Zur Erinnerung und als Exzerpt der Titelgeschichte dieser Ausgabe: Es geht darum, dass Michael Kloibmüller, der Kabinettschef der ÖVP-Innenministerin, Druck auf den Generaldirektor der Telekom – eines Unternehmens mit Staatsbeteiligung im Einflussbereich des ÖVP-geführten Finanzministeriums – ausgeübt haben soll, indem er diesem mit schwerwiegenden persönlichen Konsequenzen gedroht hat. Und zwar für den Fall, dass das Unternehmen die Verwicklungen des Lobbyisten, Waffenhändlers und Ehemanns der ÖVP-Politikerin Maria Rauch-Kallat, Alfons Mensdorff-Pouilly, in den Telekomskandal offensiv kommunizieren würde. Dieser Versuch politischer Vertuschung ist in einem profil vorliegenden ­Aktenvermerk der Telekom dokumentiert. Kloibmüller bestreitet den Sachverhalt.

Ein Kabinettschef ist freilich nicht irgendwer. Vielmehr ist er einer der wichtigsten Mitarbeiter eines Ministeriums und im Innenministerium noch ein wenig mehr: Kloibmüller ist eine der mächtigsten Personen der Republik, da ihm im Wege seiner Chefin der gesamte Polizeiapparat des Landes untersteht.

Was zum unmittelbaren Anlass für diese Titelgeschichte führt: Die Staatsanwaltschaft ermittelt nun gegen Kloibmüller wegen Amtsmissbrauchs und Geheimnisverrats. Der Verdacht: Er soll in Untersuchungen rund um die Telekomaffäre eingegriffen und Ermittlungsergebnisse an Beschuldigte verraten haben. Kloibmüller bestreitet die Vorwürfe.

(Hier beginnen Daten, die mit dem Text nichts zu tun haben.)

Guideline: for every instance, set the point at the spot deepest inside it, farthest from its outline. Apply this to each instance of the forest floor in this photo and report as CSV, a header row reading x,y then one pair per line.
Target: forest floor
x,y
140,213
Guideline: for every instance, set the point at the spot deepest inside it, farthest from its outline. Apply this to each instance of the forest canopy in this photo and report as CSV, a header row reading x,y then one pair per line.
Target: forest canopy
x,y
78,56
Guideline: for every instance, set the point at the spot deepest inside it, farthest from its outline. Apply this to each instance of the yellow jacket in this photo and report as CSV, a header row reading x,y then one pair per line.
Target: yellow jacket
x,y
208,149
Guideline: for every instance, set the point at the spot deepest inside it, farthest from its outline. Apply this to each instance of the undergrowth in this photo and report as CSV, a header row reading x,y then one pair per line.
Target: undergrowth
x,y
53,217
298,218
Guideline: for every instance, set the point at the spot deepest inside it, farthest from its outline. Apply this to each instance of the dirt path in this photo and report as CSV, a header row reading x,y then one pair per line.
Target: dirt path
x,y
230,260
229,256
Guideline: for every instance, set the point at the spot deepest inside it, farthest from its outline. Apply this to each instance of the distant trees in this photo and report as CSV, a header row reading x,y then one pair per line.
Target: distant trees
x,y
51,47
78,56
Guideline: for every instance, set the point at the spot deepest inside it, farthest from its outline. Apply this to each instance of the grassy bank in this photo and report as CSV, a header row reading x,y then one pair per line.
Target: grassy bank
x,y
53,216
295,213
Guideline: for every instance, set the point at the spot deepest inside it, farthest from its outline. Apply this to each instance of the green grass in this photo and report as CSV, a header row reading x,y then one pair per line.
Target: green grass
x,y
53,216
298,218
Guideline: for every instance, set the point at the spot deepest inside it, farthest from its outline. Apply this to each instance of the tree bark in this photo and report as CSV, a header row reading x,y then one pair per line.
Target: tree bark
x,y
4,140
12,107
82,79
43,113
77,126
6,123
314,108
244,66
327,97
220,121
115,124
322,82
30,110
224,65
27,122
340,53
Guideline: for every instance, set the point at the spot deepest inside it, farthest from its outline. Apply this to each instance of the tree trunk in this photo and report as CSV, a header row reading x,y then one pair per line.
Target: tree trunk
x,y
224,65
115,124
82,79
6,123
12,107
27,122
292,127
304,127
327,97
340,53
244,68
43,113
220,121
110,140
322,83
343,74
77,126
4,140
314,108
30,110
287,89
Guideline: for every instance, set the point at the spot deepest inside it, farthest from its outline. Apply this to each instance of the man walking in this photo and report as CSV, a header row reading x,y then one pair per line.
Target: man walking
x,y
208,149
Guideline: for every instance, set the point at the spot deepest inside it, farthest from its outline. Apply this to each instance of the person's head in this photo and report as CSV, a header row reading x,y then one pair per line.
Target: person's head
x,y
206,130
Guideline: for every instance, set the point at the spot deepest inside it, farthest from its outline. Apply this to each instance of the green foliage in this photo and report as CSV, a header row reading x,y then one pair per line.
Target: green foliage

Und heikel daran ist wiederum besonders: Die Untersuchungen im Telekomskandal werden vom Bundesamt für Korruptionsbekämpfung (BAK) geführt, das im Innenministerium angesiedelt ist. Das würde bedeuten: Das Innenministerium hintertreibt selbst Untersuchungen des Innenministeriums, die als Grundlage für weitere Schritte des Justizministeriums dienen sollten. Die Exekutive hebelt also die Judikative und damit die Bundesverfassung aus.

Wegen dieses Verdachts wird nun also das Justizministerium in Gestalt der Staatsanwaltschaft (einmal mehr auch das BAK) tätig. Die Staatsanwaltschaft ist freilich der Justizministerin weisungsgebunden. Und das bedeutet: Nun muss die ÖVP-Justiziministerin gegen die ÖVP-Innenministerin (in Person ihres Kabinettschefs) tätig werden – und das mithilfe des BAK, das der Innenministerin zugeordnet ist. Die Innenministerin aber hat die Ermittlungen gegen ihren Mitarbeiter am Donnerstag der Vorwoche mit den Worten „unerträglich und eine Schande“ kommentiert – womit Johanna Mikl-Leitner im Grunde über Beatrix Karl (und ihr eigenes BAK) befunden hat.

Wer glaubt, dass Gewaltentrennung und Rechtsstaat hier noch funktionieren können?

Wikipedia definiert Komplott so: Es ist entweder die Verabredung zu einem Verbrechen, oder es ist die Verabredung zu einer nicht strafbaren, aber moralisch verwerflichen Handlung. Für ein Komplott auf Regierungsebene finden sich neben dem Wort Staatskomplott noch deutlich schärfere Bezeichnungen.